October 21st: We descended on City Hall in the pouring rain to join elected officials, homeless residents and groups from other neighborhoods to denounce the way that de Blasio’s administration is mishandling the homeless crisis.
October 25th: The group of protesters visited the Nassau County homes of Harshad Patel’s partners/property managers, who happen to be married to his daughters.
October 26th: Maspeth came out to support the East Elmhurst-Corona Alliance during their protest of the Marriott Courtyard near LaGuardia Airport that they believe the city planned to use as a shelter. The city denied it. We’ve heard that before.
October 26th: KCM Realty Company, land owner of Mendon Plaza, where the Holiday Inn Express is located, filed a lawsuit against Harshad Patel and New Ram Realty, owners of the hotel. The filing reveals that the reason the hotel was not converted into a full shelter is because according to a clause in the lease, the property owner, KCM, must consent to a subtenant. The owner adamantly refused to do so. The lawsuit alleges that what DHS/Acacia (under the name Promesa) and Patel tried to do was an end run around this rejection by changing their terms of their agreement. An answer by New Ram is due by November 28th.

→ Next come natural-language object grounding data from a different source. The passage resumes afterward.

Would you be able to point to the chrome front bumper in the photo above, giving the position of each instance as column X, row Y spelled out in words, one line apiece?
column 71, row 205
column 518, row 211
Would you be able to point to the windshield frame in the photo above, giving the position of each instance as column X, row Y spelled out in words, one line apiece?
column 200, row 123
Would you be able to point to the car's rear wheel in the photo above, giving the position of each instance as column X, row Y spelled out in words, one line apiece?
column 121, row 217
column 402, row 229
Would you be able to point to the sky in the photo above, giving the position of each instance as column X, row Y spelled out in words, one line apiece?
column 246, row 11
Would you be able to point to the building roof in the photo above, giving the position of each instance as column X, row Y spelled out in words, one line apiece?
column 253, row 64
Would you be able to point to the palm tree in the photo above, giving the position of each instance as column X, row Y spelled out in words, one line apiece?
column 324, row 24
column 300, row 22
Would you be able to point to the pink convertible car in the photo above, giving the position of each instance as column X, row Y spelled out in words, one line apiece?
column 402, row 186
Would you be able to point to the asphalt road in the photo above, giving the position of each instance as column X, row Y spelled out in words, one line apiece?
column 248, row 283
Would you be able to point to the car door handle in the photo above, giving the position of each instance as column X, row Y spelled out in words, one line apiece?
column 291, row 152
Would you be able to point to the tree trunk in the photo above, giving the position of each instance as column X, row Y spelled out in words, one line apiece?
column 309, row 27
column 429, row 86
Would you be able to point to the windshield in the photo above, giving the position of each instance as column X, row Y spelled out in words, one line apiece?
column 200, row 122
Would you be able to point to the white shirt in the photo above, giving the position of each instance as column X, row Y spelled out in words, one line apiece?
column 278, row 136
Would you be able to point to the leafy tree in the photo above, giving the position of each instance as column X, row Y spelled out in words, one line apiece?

October 27th: Comptroller Scott Stringer attended the Juniper Park Civic Association meeting and discussed the results of an audit he completed which revealed that oversight of shelter safety was lacking and that the homeless often fail to receive proper services. A homeless family staying at a Brooklyn shelter attended and requested his assistance in obtaining a move into a more secure location.
November 1st: Several Maspeth protesters joined the East Elmhurst-Corona Alliance in protesting a Holiday Inn Express in Corona next to the Long Island Expressway that is not fully opened yet but is already housing homeless families.
November 2nd: Protesters revisited Harshad Patel’s home and that of Pamela Mattel, COO of Acacia Network.
November 10th: Protesters revisited the Nassau County homes of Harshad Patel’s partners/property managers.
November 14th: Lincoln Restler, Senior Adviser to Mayor de Blasio, one of those responsible for bringing us the Holiday Inn Express debacle, posted a controversial photo on his Facebook page showing his family at an anti-Trump protest. They held up cardboard signs, one of which said, “F@ck Whiteness”.
November 15th: We again attended a meeting in South Jamaica in an effort to support their fight against additional shelters in their community.
November 16th: More than 50 protesters visited Greenpoint to protest outside the home of Lincoln Restler, to denounce his racist tendencies and call for his firing. City Hall defended him instead of relieving him of his duties.
November 19th: Our second official fundraiser, also organized by Alicia Vaichunas and Kim Caruana, was once again held at O’Neill’s. The effort raised additional money to be put toward lawyer fees.
We will continue to publicize our fight and join forces with other communities until the City changes its methods of housing the homeless and Albany changes the ridiculous “right-to-shelter” law that brings an unending stream of homeless people to NYC.